Necessità di costituire un'Autorità politica mondiale" di fronte alla "crescente interdipendenza" tra gli Stati.

"Tale Autorità sovranazionale deve ...essere messa in atto con gradualità, con l'obiettivo di favorire ... mercati liberi e stabili, disciplinati da un adeguato quadro giuridico". "Si tratta di un'Autorità dall'orizzonte planetario, che non può essere imposta con la forza, ma dovrebbe essere espressione di un accordo libero e condiviso" e "dovrebbe sorgere da un processo di maturazione progressiva delle coscienze e delle libertà", coinvolgendo "coerentemente tutti i popoli", nel pieno rispetto delle loro diversità. "L'esercizio di una simile Autorità, posta al servizio del bene di tutti e di ciascuno, sarà necessariamente super partes".

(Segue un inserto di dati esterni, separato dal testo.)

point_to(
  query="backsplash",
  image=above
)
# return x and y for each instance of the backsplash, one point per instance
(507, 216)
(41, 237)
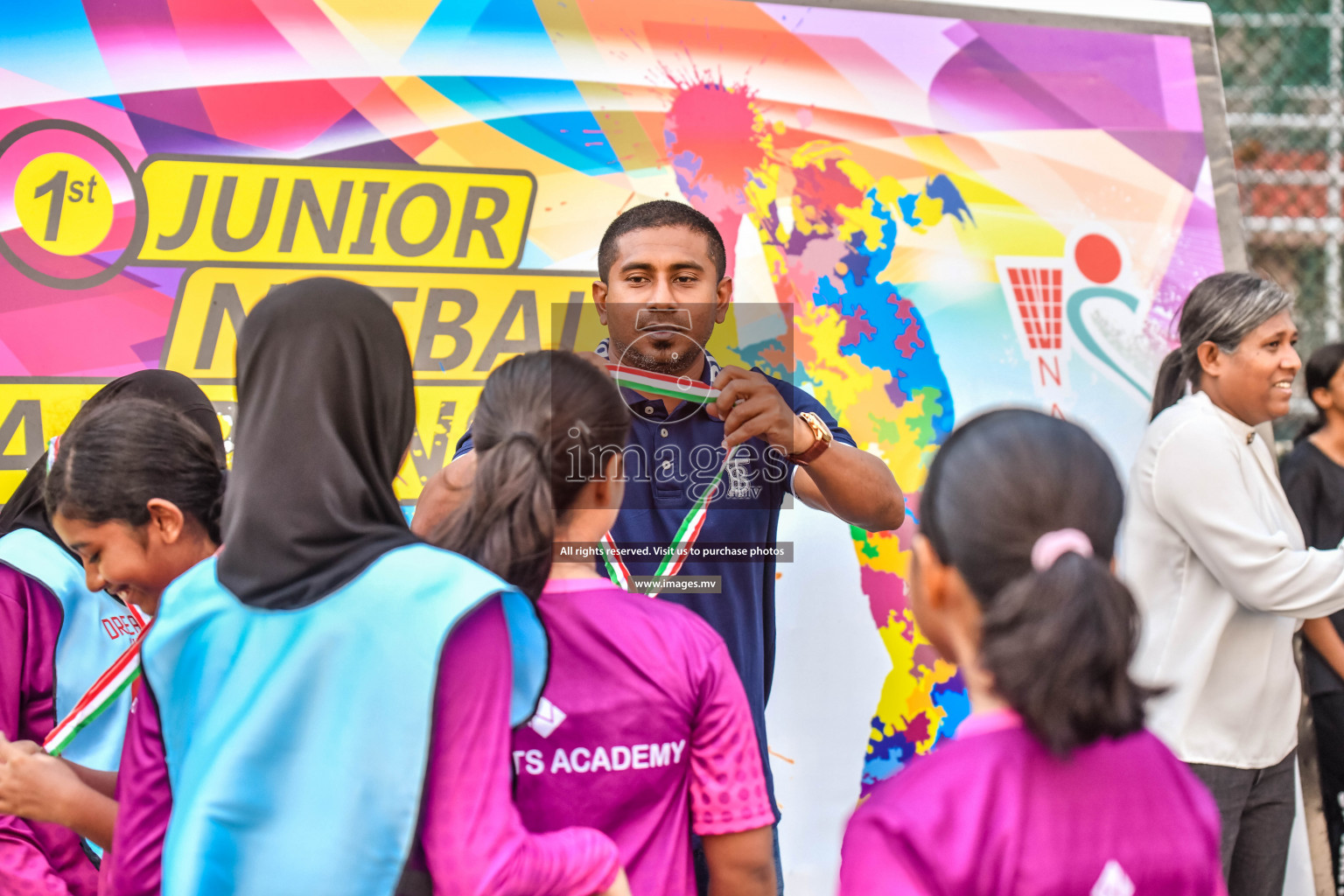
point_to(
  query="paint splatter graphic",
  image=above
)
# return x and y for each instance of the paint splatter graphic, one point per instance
(830, 228)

I Governi non dovranno "servire incondizionatamente l'Autorità mondiale. È piuttosto quest'ultima che deve mettersi al servizio dei vari Paesi membri, secondo il principio di sussidiarietà", offrendo il suo "sussidio" nel rispetto della libertà e delle responsabilità di persone e comunità: si evita così "il pericolo dell'isolamento burocratico" dell'Autorità, creando le condizioni indispensabili "all'esistenza di mercati efficienti ed efficaci, perché non iperprotetti da politiche nazionali paternalistiche" e promuovendo - attraverso l'adozione di "politiche e scelte vincolanti" - "un'equa distribuzione della ricchezza mondiale mediante anche forme inedite di solidarietà fiscale globale". La nota indica l'Onu come punto di riferimento di questo processo di riforma.